The symbol group was heavily impacted in the first half of the year by the collapse of its former distributor Palmer & Harvey until it commenced its current supply deal with the Co-op in May, he said. EBITDA returned to 2017 levels between August and December and sales for January and February of this year were up 15% on 2018.
The P&H woes also led to a further fall in store numbers in the group, however Willson-Rymer said some retailers were already coming back. As of the end of 2018, Costcutter had 1,560 stores in the group, down 216 on the previous year.
He said the symbol group was “not looking to get back to business as usual, but creating a new normal so we are investing time and resource in creating an offer that is different from what we were and most symbol groups are today”.
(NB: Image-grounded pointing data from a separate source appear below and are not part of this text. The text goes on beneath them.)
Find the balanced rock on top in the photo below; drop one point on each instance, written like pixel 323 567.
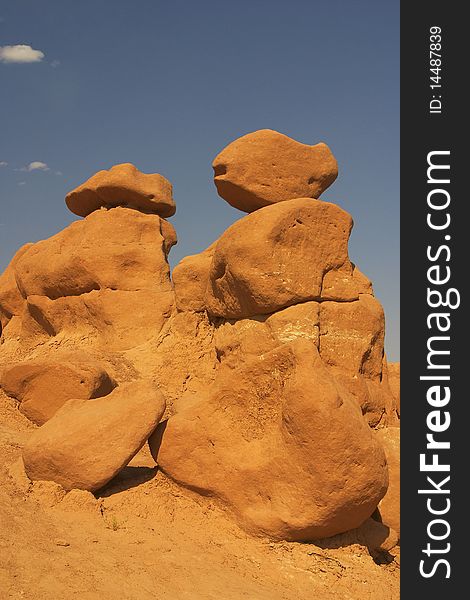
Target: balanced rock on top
pixel 265 167
pixel 123 185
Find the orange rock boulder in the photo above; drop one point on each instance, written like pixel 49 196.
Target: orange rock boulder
pixel 104 279
pixel 87 442
pixel 123 185
pixel 279 444
pixel 43 386
pixel 265 167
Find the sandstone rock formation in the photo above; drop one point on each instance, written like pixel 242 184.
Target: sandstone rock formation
pixel 281 444
pixel 11 301
pixel 393 374
pixel 265 167
pixel 264 353
pixel 104 280
pixel 43 386
pixel 123 185
pixel 87 442
pixel 389 506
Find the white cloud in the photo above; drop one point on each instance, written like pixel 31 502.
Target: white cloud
pixel 21 53
pixel 36 165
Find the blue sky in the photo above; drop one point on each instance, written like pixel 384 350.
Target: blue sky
pixel 166 85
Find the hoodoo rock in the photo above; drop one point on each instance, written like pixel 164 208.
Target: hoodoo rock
pixel 105 278
pixel 43 386
pixel 123 185
pixel 268 348
pixel 276 257
pixel 281 445
pixel 87 442
pixel 265 167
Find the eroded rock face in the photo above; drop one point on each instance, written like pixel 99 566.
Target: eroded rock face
pixel 123 185
pixel 11 300
pixel 265 167
pixel 393 374
pixel 105 279
pixel 266 349
pixel 43 386
pixel 87 442
pixel 389 506
pixel 259 263
pixel 278 443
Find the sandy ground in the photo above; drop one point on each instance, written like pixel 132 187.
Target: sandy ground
pixel 144 538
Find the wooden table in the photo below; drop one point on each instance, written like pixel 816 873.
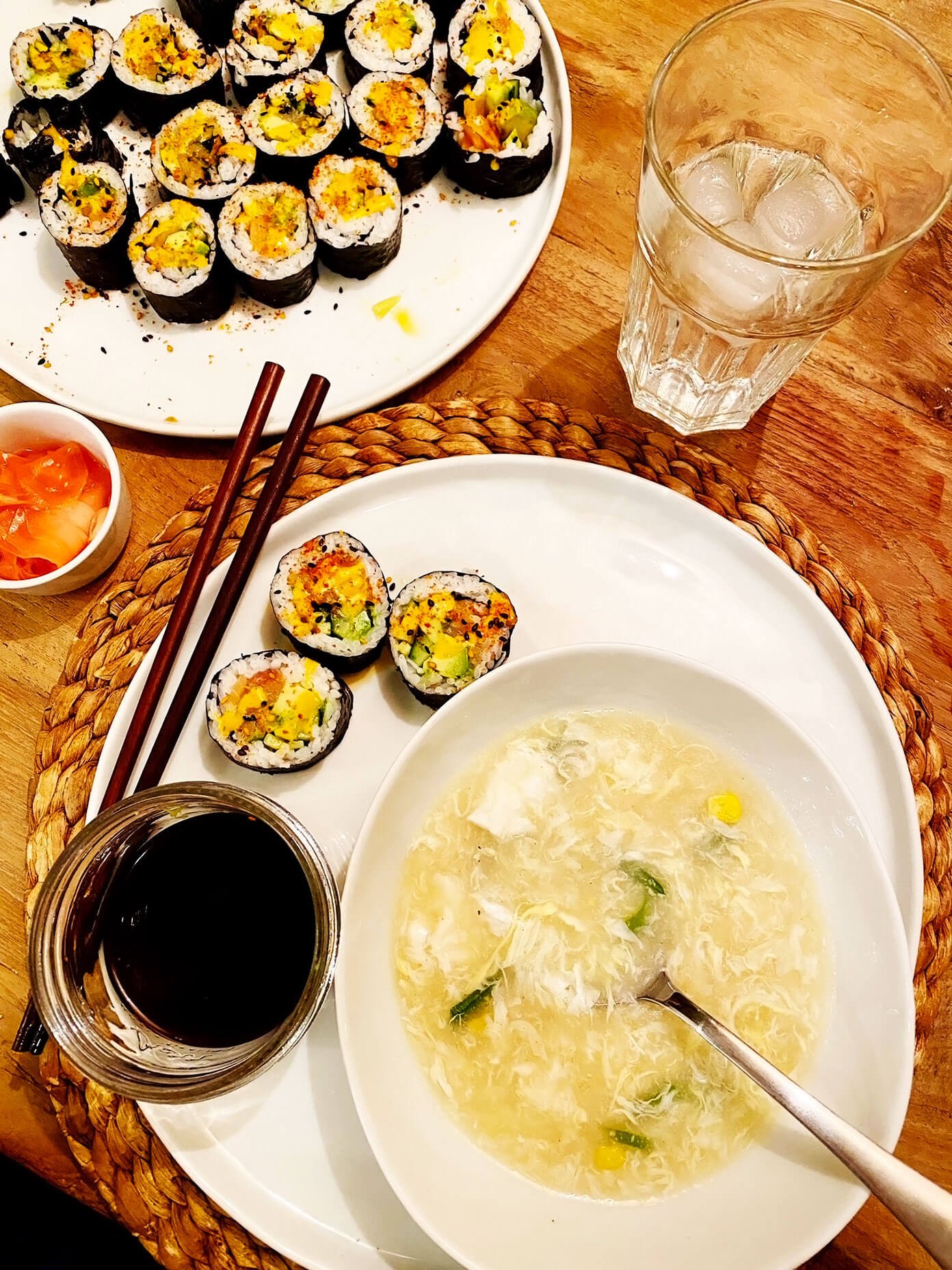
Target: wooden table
pixel 858 442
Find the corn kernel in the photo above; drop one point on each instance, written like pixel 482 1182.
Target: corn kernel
pixel 725 808
pixel 609 1156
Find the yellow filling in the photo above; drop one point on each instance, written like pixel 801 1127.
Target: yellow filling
pixel 263 705
pixel 285 32
pixel 157 51
pixel 356 194
pixel 271 220
pixel 176 240
pixel 498 117
pixel 395 22
pixel 93 197
pixel 53 62
pixel 494 36
pixel 445 633
pixel 194 146
pixel 291 118
pixel 400 112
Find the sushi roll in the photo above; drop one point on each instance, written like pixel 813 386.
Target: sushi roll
pixel 62 64
pixel 330 599
pixel 494 36
pixel 399 121
pixel 37 145
pixel 358 216
pixel 390 36
pixel 272 40
pixel 267 234
pixel 277 712
pixel 163 66
pixel 333 14
pixel 10 188
pixel 176 262
pixel 499 139
pixel 87 210
pixel 293 123
pixel 210 18
pixel 449 630
pixel 203 155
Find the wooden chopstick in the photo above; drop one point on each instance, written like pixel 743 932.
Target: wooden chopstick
pixel 31 1035
pixel 235 580
pixel 197 572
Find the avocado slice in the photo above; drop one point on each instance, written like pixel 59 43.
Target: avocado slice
pixel 455 667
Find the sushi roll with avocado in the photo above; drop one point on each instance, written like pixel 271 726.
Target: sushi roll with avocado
pixel 272 40
pixel 203 154
pixel 357 212
pixel 499 139
pixel 397 121
pixel 330 599
pixel 37 145
pixel 293 123
pixel 449 630
pixel 87 210
pixel 265 233
pixel 390 36
pixel 277 712
pixel 176 262
pixel 66 64
pixel 333 14
pixel 210 18
pixel 163 66
pixel 498 36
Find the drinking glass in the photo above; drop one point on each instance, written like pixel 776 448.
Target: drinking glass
pixel 793 151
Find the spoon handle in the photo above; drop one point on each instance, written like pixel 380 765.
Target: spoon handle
pixel 921 1206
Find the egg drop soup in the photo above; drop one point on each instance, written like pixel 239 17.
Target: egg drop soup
pixel 565 866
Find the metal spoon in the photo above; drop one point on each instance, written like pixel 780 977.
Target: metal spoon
pixel 919 1204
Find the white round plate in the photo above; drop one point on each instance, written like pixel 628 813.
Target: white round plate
pixel 461 261
pixel 784 1198
pixel 585 553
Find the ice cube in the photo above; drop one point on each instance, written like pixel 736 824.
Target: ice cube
pixel 710 185
pixel 809 216
pixel 729 286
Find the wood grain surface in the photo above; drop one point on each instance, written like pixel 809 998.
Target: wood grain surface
pixel 860 443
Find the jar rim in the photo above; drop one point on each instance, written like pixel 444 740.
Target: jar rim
pixel 59 1005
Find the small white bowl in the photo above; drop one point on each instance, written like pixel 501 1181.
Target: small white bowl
pixel 37 423
pixel 784 1198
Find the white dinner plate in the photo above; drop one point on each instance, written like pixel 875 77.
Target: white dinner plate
pixel 587 554
pixel 462 258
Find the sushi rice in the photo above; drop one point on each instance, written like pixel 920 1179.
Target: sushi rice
pixel 60 62
pixel 277 712
pixel 267 234
pixel 203 154
pixel 330 599
pixel 447 630
pixel 357 212
pixel 394 36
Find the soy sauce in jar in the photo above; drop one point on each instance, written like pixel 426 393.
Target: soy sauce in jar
pixel 210 934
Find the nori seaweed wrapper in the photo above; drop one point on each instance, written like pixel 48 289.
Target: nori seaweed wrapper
pixel 206 302
pixel 10 187
pixel 40 158
pixel 513 176
pixel 255 84
pixel 360 259
pixel 210 18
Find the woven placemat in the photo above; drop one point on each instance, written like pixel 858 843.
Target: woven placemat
pixel 112 1142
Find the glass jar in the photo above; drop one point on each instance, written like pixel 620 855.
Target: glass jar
pixel 70 982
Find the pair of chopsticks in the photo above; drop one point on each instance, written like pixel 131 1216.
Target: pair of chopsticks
pixel 31 1035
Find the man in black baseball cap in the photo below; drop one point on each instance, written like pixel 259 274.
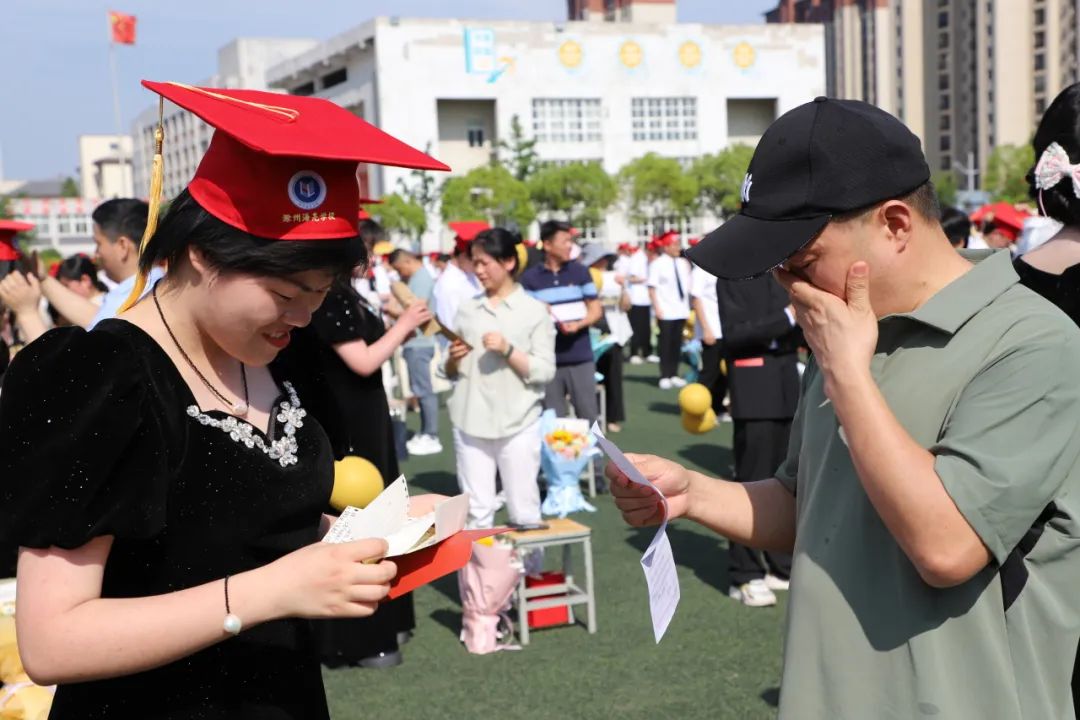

He added that Costcutter was “not chasing the numbers but chasing the quality”.
Willson-Rymer said Costcutter was investing in people in order to help retailers grow their sales. It has restructured its field team, taking responsibility for retailer recruitment away from its business development managers so that BDMs can spend more time with independent retailers. There is now a separate recruitment team, and where BDMs used to look after up to 40 stores this has now been reduced to 25.
“What this allows us to do is give every retailer the equivalent of a full day of a BMD’s time per month to help them drive their business,” explained Willson-Rymer.
He added that the BDMs would work with larger retailers and those that are particularly engaged and supportive of the symbols, while there is a team of account managers based at its York HQ to handle smaller retailers who either do not feel they need as much support or are not as engaged.
“This allows us to tailor the support we offer to the retailer and every retailer should benefit from better support as a result.”
He said he felt that, with the improved availability from the Co-op-owned Nisa supply chain aligned to the Co-op own label and simplified terms it introduced for retailers last year, Costcutter “now has the best symbol proposition on the market”.
It is also beginning to recruit for retailers looking to open a Co-op franchise. Trials at three company-owned stores last year have seen an average sales uplift of 50%, he said.